La présente section expose les projections financières de l'Ontario à moyen terme, soit jusqu'en 2006-2007. Selon ces projections, des choix difficiles devront être faits pour équilibrer le budget et établir une politique et un cadre financiers durables.
Les projections à moyen terme pour l'Ontario reposent sur une perspective fondée sur le statu quo, qui suppose qu'aucun changement ne sera apporté à la structure fiscale actuelle, autres que ceux ayant été annoncés, ni aux programmes et services existants.
Sont également prises en compte d'autres hypothèses clés :
| Projections financières à moyen terme fondées sur le statu quo
(en milliards de dollars) |
||||
|---|---|---|---|---|
| Perspectives 2003-2004 |
Projections | |||
| 2004-2005 | 2005-2006 | 2006-2007 | ||
| Recettes | 69,5 | 73,5 | 77,9 | 81,7 |
| Total des dépenses | 75,2 | 77,2 | 81,4 | 85,2 |
| Moins : Réserve | -- | 1,0 | 1,0 | 1,0 |
| Excédent/(Déficit) | (5,6) | (4,7) | (4,5) | (4,5) |
Nota : Les totaux ne correspondent pas toujours à la somme des éléments en raison de l'arrondissement des chiffres.
Source : ministère des Finances de l'Ontario.
Selon ces projections, fondées sur le statu quo, des déficits importants sont à prévoir à moyen terme, à moins que des mesures ne soient prises pour redresser les finances de la province.

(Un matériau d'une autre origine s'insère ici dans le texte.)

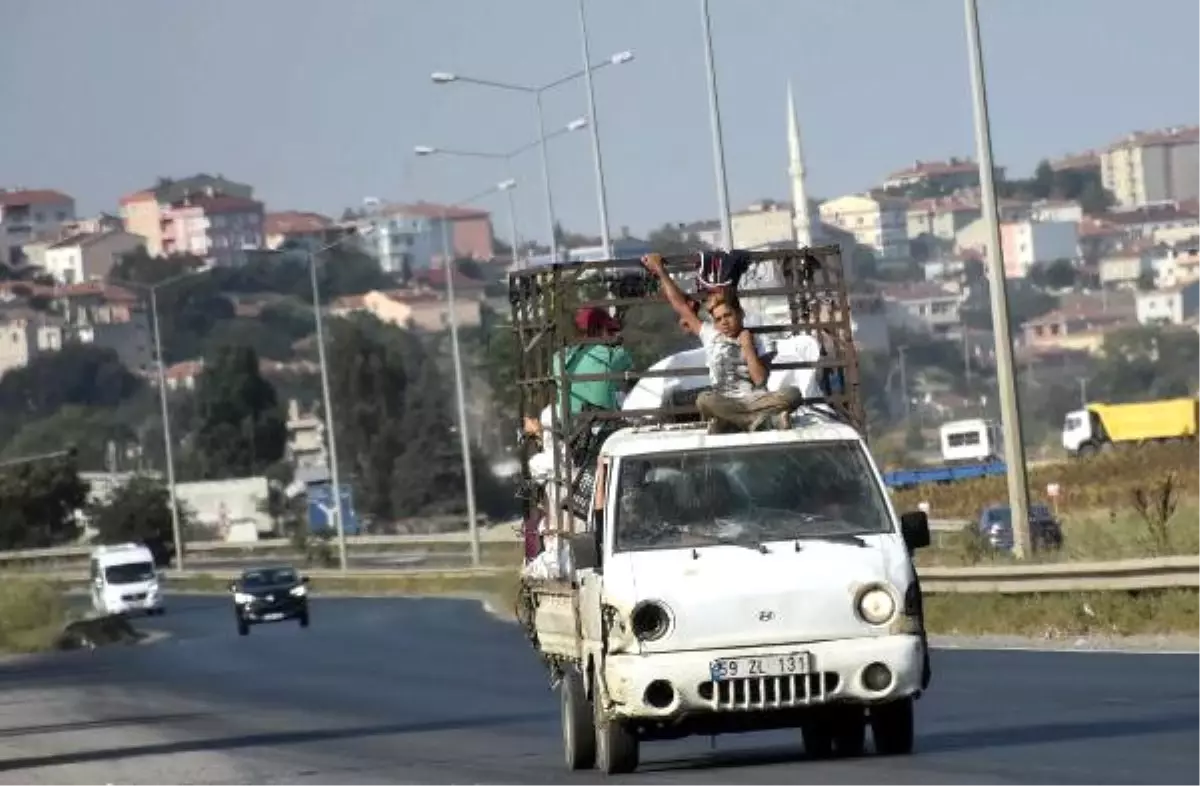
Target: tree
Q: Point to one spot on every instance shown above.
(241, 426)
(81, 375)
(138, 511)
(37, 504)
(89, 430)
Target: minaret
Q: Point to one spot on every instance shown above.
(802, 221)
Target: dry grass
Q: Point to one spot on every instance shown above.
(1087, 537)
(33, 615)
(1067, 615)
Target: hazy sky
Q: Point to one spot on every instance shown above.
(319, 102)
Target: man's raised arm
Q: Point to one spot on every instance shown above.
(688, 317)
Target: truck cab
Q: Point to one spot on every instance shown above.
(124, 580)
(737, 582)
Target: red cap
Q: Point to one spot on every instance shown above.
(595, 319)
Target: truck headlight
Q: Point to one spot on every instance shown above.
(876, 605)
(651, 621)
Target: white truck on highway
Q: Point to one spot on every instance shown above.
(730, 582)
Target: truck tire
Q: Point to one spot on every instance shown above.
(579, 732)
(617, 748)
(893, 727)
(837, 731)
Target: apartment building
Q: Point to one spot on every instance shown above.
(298, 229)
(220, 229)
(89, 256)
(24, 334)
(875, 221)
(1024, 244)
(413, 233)
(145, 211)
(923, 306)
(25, 214)
(1156, 166)
(942, 217)
(1170, 306)
(942, 177)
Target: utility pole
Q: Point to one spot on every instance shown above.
(1006, 378)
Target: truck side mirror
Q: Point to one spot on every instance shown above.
(583, 551)
(915, 529)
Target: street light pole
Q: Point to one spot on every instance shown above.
(175, 528)
(545, 179)
(444, 77)
(1006, 378)
(714, 114)
(601, 196)
(327, 403)
(327, 397)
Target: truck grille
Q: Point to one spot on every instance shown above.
(769, 693)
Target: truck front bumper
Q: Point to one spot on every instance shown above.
(863, 671)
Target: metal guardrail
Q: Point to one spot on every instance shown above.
(1163, 573)
(1127, 575)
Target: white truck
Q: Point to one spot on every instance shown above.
(721, 583)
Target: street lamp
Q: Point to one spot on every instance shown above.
(456, 358)
(327, 399)
(714, 115)
(426, 150)
(445, 77)
(153, 289)
(1009, 406)
(601, 196)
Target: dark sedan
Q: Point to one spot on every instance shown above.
(996, 528)
(269, 595)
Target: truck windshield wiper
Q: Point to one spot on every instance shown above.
(834, 538)
(743, 543)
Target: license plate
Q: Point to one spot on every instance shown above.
(761, 666)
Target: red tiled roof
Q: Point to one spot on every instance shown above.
(917, 291)
(33, 197)
(1177, 135)
(1090, 160)
(138, 196)
(294, 222)
(436, 277)
(934, 168)
(226, 204)
(1150, 214)
(108, 292)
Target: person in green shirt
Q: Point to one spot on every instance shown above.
(595, 359)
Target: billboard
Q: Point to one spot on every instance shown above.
(321, 509)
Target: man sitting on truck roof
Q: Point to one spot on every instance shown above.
(737, 361)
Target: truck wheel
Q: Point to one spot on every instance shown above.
(579, 733)
(838, 731)
(892, 726)
(617, 748)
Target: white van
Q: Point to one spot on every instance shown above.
(124, 579)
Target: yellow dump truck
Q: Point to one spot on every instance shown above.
(1101, 426)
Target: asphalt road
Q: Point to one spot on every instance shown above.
(437, 693)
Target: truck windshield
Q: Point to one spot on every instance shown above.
(748, 496)
(129, 573)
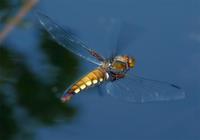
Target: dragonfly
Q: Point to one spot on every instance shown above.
(112, 74)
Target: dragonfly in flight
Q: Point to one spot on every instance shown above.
(112, 74)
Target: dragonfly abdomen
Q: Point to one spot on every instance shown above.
(93, 78)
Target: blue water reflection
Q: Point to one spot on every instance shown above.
(167, 50)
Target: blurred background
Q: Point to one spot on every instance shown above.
(34, 70)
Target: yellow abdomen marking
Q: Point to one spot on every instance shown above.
(94, 77)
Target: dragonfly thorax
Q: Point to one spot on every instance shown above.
(122, 63)
(118, 66)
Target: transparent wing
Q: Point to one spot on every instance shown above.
(139, 90)
(121, 35)
(67, 39)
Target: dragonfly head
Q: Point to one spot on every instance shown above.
(122, 63)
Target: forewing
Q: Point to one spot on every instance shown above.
(67, 39)
(121, 35)
(139, 90)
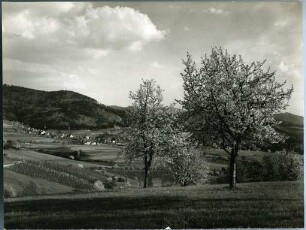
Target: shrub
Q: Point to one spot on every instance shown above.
(279, 166)
(9, 192)
(283, 166)
(11, 145)
(30, 190)
(184, 167)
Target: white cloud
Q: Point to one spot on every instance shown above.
(82, 25)
(217, 11)
(155, 64)
(281, 23)
(283, 67)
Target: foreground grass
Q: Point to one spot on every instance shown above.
(277, 204)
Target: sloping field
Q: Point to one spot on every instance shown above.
(277, 204)
(23, 185)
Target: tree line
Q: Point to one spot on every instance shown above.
(227, 104)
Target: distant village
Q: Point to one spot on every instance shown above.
(75, 138)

En prenant pour hypothèse les projections actuelles relatives au taux d'intérêt, chaque fois que le déficit augmente de 1 milliard de dollars, les frais d'intérêt augmentent de quelque 50 millions de dollars par année, réduisant d'autant les dépenses consacrées à d'autres secteurs comme la santé et l'éducation.
Le gouvernement a clairement indiqué que la voie du déficit n'est ni justifiable, ni acceptable.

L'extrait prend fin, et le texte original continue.